Emmanuel Macron prétend encore avoir profité d’une leçon plus globale de Paul Ricoeur : un « va-etvient constant entre la théorie et le réel » . A l’entendre, c’est cette démarche qui l’a poussé à rejeter les clivages politiques traditionnels. D’après lui, la droite et la gauche « n’ont pas actualisé leurs systèmes de pensée au contact du réel qui nous entoure » et se sont rendues incapables de trouver des solutions cohérentes aux grandes transformations du monde. « Nos partis politiques sont morts de ne plus s’être confrontés au réel » , tranche-t-il. Refusant que « le réel s’éloigne » et que « le monde du pouvoir [bâtisse] des constructions imaginaires » , il ne veut pas que le chef de l’Etat se pose « en tuteur du corps social » . Insistant sur l’autonomie individuelle, il trouve que les gouvernants doivent d’abord « permettre à la société de prendre des initiatives, d’expérimenter, de trouver des solutions appropriées » . Il se revendique de l’héritage d’un autre protestant, Michel Rocard. Le rôle de l’Etat est d’abord d’ « offrir à chacun les moyens de sa vie » .

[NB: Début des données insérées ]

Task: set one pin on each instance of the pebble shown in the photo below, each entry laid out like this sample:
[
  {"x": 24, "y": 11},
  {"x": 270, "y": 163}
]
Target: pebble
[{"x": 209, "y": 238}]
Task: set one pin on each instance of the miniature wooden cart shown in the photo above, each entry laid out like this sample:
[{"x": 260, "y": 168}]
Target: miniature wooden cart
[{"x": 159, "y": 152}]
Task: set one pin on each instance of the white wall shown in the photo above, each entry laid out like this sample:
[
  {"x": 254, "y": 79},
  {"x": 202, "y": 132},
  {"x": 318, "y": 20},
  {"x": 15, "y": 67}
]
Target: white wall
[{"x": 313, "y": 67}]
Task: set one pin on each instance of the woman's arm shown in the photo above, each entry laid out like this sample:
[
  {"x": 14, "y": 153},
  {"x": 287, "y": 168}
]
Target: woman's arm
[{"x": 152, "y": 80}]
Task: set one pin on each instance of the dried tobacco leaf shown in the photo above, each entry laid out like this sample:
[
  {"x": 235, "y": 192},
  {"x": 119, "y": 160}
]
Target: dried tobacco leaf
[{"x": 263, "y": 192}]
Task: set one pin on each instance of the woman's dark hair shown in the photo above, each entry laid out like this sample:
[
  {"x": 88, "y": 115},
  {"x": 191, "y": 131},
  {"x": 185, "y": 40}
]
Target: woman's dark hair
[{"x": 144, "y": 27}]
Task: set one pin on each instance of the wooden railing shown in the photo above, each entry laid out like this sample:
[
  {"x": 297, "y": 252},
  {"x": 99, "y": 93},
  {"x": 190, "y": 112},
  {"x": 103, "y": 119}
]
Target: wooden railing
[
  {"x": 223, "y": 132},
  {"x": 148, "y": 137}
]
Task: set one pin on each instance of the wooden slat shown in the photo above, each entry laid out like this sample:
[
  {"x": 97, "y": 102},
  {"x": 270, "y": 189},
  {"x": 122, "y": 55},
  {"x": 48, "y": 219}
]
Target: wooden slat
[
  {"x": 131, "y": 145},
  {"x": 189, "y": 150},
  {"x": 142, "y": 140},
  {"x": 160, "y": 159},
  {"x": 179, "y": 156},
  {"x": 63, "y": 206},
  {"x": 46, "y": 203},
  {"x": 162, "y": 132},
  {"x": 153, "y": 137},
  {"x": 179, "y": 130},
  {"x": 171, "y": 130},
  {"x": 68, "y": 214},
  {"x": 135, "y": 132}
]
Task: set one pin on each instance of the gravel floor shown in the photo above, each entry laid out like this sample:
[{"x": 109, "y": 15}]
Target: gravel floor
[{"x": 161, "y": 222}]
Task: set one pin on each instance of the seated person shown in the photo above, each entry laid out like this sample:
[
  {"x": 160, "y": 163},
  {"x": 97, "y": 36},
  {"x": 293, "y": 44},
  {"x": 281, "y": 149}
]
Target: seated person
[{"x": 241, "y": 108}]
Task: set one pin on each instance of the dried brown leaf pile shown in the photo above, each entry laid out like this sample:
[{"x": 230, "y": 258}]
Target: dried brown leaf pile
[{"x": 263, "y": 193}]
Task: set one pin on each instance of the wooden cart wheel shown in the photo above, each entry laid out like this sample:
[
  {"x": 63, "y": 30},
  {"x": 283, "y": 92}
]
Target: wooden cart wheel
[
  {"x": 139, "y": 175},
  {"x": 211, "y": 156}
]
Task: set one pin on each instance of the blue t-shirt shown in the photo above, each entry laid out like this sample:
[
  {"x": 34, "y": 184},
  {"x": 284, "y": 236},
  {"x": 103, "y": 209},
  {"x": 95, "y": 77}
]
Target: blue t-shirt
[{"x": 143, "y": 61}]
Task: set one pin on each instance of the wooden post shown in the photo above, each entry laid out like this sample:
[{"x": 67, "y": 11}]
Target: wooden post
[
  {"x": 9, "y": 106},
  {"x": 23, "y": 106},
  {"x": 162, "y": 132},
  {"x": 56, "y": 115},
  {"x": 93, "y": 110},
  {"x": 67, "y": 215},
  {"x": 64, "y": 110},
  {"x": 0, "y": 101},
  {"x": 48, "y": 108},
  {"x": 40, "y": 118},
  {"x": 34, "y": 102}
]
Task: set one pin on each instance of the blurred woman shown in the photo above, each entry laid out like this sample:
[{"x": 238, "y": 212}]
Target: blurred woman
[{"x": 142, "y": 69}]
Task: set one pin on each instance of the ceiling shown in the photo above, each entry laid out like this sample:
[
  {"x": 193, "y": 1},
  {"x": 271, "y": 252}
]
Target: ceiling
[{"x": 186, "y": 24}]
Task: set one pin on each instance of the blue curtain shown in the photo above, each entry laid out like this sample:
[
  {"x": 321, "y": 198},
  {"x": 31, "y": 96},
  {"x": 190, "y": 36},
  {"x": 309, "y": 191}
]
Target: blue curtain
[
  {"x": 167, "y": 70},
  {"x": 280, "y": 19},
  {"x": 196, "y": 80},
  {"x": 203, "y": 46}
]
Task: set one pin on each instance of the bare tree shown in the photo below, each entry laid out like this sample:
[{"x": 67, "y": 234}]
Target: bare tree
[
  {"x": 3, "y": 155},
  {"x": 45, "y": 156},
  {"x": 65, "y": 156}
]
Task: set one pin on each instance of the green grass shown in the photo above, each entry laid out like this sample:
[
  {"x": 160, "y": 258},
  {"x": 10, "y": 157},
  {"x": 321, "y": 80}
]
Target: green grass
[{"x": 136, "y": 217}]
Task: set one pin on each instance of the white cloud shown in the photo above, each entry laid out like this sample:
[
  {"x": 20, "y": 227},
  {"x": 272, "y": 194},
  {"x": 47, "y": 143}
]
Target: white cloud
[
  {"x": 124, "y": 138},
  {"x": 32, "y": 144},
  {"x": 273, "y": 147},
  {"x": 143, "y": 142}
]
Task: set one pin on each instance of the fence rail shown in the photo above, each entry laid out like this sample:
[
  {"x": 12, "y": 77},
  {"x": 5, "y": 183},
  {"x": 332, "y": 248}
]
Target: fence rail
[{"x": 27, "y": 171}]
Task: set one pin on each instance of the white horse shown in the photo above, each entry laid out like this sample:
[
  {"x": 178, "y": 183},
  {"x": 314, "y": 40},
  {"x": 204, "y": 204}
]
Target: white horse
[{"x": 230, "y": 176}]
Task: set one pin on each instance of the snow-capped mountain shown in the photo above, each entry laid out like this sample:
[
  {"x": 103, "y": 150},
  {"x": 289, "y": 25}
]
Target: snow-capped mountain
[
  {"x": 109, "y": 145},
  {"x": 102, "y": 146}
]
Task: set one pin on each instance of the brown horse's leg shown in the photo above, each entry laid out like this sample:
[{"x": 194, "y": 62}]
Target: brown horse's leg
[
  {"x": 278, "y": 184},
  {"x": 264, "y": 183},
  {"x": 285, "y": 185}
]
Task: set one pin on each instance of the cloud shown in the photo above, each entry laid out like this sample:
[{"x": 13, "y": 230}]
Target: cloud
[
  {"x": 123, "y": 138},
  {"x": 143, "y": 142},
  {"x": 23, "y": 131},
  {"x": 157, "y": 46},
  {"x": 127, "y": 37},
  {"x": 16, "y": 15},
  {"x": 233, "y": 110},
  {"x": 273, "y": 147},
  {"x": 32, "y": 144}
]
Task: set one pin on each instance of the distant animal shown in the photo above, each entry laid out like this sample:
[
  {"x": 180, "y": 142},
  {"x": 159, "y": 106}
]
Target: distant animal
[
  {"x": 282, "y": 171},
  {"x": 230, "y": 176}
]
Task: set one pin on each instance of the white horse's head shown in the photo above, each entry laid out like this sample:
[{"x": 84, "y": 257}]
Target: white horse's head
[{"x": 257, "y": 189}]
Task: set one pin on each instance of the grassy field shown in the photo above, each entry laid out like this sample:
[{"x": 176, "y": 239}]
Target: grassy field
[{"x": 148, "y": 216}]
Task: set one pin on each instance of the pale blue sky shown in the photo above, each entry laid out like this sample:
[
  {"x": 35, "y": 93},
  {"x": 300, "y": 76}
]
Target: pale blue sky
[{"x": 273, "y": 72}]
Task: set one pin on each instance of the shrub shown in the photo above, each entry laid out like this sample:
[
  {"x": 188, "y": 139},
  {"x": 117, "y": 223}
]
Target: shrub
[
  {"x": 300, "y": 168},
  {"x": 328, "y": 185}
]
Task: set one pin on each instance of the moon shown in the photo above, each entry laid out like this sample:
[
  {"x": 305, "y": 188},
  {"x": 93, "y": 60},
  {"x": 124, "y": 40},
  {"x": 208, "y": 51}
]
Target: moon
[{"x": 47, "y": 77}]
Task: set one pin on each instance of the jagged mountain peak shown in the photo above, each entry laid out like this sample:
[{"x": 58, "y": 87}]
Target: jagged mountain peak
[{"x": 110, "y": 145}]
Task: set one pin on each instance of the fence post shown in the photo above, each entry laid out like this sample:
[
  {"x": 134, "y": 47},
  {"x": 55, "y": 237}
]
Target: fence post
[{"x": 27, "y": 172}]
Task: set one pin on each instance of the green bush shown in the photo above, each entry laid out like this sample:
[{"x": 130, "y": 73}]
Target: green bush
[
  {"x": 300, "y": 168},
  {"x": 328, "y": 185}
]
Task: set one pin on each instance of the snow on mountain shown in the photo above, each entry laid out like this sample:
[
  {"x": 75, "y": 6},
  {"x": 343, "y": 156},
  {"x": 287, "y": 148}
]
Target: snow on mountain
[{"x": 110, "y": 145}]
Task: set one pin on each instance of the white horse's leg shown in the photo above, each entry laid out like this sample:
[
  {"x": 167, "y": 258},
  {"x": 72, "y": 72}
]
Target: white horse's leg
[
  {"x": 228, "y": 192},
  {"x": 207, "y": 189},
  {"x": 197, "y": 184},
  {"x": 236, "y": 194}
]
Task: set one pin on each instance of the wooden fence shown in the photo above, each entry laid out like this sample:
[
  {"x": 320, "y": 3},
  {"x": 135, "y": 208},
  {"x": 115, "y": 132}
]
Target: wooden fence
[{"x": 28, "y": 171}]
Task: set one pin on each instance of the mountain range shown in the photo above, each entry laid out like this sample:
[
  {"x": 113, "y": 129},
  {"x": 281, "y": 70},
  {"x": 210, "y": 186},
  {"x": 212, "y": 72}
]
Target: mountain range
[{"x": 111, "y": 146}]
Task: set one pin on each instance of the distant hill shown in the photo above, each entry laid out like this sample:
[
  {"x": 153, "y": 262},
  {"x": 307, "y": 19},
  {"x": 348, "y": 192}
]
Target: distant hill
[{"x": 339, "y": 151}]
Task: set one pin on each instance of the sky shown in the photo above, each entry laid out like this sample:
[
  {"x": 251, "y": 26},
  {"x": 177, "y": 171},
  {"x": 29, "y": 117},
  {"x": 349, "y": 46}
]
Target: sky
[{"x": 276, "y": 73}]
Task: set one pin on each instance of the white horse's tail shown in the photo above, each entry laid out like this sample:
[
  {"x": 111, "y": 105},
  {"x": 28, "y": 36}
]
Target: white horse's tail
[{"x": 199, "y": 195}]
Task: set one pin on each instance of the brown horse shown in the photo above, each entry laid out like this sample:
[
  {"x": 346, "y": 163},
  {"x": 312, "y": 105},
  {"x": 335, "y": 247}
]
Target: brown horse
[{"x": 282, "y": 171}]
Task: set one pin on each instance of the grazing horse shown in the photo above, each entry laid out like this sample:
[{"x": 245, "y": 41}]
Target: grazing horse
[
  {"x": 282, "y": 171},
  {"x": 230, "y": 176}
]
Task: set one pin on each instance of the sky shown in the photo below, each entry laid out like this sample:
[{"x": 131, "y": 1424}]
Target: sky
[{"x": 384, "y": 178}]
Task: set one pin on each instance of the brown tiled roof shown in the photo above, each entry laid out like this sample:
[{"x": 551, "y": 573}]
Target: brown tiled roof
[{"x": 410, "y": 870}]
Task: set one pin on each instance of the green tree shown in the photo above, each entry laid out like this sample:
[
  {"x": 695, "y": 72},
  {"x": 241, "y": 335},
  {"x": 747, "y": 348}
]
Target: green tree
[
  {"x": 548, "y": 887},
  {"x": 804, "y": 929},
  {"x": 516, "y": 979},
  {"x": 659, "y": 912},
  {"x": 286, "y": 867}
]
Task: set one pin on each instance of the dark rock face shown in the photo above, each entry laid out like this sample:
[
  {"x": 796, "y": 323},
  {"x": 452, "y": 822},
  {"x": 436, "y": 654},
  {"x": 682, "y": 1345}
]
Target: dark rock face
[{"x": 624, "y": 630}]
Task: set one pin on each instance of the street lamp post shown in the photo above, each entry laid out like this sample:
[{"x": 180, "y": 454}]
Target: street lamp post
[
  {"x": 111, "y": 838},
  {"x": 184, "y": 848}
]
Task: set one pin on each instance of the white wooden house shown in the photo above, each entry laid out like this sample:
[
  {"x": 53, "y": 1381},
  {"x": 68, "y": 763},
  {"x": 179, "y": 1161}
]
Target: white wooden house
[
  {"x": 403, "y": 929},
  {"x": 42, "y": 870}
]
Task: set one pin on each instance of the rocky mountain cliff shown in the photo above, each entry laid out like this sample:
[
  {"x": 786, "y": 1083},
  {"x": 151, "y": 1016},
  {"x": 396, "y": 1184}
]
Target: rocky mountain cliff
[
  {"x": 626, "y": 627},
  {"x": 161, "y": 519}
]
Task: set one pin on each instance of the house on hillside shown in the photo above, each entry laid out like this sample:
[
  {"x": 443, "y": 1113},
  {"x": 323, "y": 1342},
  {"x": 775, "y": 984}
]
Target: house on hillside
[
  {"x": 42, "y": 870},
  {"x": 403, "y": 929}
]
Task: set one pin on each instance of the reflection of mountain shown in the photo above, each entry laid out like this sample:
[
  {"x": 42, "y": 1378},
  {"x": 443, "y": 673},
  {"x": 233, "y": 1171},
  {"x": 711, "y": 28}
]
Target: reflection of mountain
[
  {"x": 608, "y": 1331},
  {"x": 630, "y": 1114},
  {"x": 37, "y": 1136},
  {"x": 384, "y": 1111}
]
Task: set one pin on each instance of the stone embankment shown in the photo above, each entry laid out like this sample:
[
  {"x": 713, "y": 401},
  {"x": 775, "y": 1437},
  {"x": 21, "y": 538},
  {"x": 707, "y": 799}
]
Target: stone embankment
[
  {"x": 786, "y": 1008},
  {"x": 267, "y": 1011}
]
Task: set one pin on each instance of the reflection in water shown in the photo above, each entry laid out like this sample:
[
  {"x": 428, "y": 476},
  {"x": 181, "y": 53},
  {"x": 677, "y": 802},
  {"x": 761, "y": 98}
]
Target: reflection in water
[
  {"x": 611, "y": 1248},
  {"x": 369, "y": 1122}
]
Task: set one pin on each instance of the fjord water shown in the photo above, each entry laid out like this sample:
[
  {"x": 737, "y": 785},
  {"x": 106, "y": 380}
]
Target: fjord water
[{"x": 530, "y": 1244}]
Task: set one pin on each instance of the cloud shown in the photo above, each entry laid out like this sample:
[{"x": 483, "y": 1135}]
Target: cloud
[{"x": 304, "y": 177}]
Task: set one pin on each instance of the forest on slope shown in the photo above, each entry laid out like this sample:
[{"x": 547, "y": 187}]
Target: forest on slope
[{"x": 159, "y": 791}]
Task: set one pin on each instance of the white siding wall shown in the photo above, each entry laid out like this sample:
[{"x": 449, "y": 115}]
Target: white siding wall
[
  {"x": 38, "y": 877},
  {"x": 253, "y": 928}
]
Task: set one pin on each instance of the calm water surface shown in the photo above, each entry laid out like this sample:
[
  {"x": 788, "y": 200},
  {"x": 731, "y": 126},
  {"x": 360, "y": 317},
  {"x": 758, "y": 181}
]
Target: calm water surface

Un dernier motif tiré de la fréquentation de Ricoeur marque la vision du monde d’Emmanuel Macron. Au cours d’une interview, il explique en effet que « la démocratie comporte toujours une forme d’incomplétude » , qu’il lui manque toujours quelque chose. Quoi donc ? Le roi, répond Macron, tué durant la Révolution. Or, d’après lui, « les Français n’ont pas voulu [sa] mort » . Depuis, nous vivons un « vide émotionnel, imaginaire, collectif » (« Macron par Macron »). Comment combler ce vide, autrement que par des « prurits identitaires toujours plus forts » , comme « les Bonnets rouges en Bretagne, les zadistes à Notre-Dame-des-Landes ou ailleurs » ? La réponse est claire : « On attend du président de la République (…) qu’il occupe cette fonction. » D’après lui, pour stabiliser la vie politique française, il faut « accepter un peu plus de verticalité » ( ibid.). C’est encore Ricoeur qui a réfléchi à cette coïncidence de l’horizontalité de la discussion collective et de la verticalité politique. Mais il la prenait avant tout comme un paradoxe (« Le paradoxe politique » est le titre d’un article de 1957 dans la revue Esprit). Chez Macron, c’est un peu différent, et plus troublant. D’un côté, il insiste sur la capabilité individuelle et l’expertise citoyenne. Mais, de l’autre, il défend une lecture presque religieuse de la politique. « La politique, c’est mystique » , n’a-t-il pas hésité à affirmer. Il fait régulièrement référence à la « transcendance » et au « mystère » . Cédera-t-il, s’il est élu, à cette conception charismatique et sacrée du pouvoir, quitte à oublier toute horizontalité ? Là est la question
Selon lui, pour stabiliser la vie politique française, il faut « accepter un peu de verticalité ».